Что-то выйдет, повторили за ним остальные, не уточняя, что именно, хотя, что скрывать, одобрительно думали о способностях парнишки: ведь уже по тому, как он держит книгу, видно, что из него что-то выйдет, и вообще он знает такие вещи, которых больше никто в деревне не знает, например, что Иисус родился не в нулевом году, как считают все, как считает даже священник, а раньше, или что люди не от Адама произошли, а от какого-то африканского древнего человека; то есть все, даже самые белые, происходят от одного негра. И еще думали они, что придет время — и парнишка уедет из деревни, или если не уедет, то хотя бы не будет заниматься тем трудом, который и сами они, крестьяне, считали невыносимо тяжелым, тем трудом, в котором изначально заложены болезни, ранняя смерть и нищета. А вместе с этим трудом он избавится и от унижения, которое — удел тех, кто таким трудом занимается.
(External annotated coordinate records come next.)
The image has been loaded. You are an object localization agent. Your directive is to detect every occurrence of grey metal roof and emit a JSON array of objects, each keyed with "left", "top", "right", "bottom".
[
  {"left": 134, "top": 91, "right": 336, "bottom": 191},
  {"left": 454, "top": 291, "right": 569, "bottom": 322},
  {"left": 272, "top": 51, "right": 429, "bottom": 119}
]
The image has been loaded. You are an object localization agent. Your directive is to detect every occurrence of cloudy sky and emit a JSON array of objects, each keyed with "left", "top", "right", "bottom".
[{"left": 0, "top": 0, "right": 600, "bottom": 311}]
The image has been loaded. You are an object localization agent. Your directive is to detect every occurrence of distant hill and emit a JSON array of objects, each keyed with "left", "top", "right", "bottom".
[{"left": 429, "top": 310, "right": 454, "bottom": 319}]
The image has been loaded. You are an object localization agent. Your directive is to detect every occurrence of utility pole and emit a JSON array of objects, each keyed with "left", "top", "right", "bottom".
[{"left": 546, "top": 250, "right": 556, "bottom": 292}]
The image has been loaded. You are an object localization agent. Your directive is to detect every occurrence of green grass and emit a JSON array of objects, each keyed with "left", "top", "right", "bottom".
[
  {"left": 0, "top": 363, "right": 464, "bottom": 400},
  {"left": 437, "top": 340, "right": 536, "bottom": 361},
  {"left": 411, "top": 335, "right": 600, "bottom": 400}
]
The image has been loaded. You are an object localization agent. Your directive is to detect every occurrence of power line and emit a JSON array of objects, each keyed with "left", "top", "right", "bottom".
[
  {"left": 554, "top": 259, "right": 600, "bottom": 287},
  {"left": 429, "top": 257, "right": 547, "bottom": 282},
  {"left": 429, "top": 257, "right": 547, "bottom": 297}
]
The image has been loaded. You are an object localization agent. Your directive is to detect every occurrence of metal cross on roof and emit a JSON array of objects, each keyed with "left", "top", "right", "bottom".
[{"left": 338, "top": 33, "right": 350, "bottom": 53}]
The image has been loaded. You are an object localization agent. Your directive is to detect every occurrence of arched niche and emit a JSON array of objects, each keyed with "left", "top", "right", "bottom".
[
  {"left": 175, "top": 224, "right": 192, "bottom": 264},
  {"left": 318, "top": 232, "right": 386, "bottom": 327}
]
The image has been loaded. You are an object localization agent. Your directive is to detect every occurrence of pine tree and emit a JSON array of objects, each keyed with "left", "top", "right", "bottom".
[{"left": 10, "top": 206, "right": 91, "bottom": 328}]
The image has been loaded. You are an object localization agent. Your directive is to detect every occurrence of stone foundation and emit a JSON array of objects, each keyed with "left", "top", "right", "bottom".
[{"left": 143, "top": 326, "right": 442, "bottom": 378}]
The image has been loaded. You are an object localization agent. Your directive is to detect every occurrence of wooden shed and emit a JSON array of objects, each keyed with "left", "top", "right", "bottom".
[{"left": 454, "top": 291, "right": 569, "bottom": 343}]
Если, скажем, они приходят к врачу или, не дай бог, попадают в больницу, то с ними там разговаривают так, будто они растения или животные, чья жизнь, собственно, никому не нужна, просто они существуют, и все, у них даже мозга нет, а есть только организм, и просто удивительно, как это из безмозглых жил и клеток получилась биологическая конструкция в виде человека. Конечно, конструкцию эту можно для чего-то использовать, хотя бы для экспериментов, скажем, для опробования какого-нибудь нового лекарства или способа хирургических операций. Кое-кто считает, что так оно и делается во многих больницах: лекарства там испытывают не на мышах или других грызунах, а на больных из глубокой провинции. Это, конечно, не обязательно всегда плохо: ведь если какое-нибудь лекарство эффективно и не вызывает, в качестве побочного действия, рак, то оно в конце концов, глядишь, и вылечит больного, еще до того, как его, это лекарство, станут назначать богатым. А богатые потратят на него миллионы — но после того, как его разрешат применять официально. Если вообще успеют потратить, не умрут, ожидая, пока процедура официального разрешения подойдет к концу. Такие тестовые группы оказываются в исключительно хорошем положении, не то что те, которым лекарство не помогает, а даже наоборот, только вредит: ускоряет, например, рост раковых клеток или так переворачивает обмен веществ, что больной через пару дней откидывает копыта.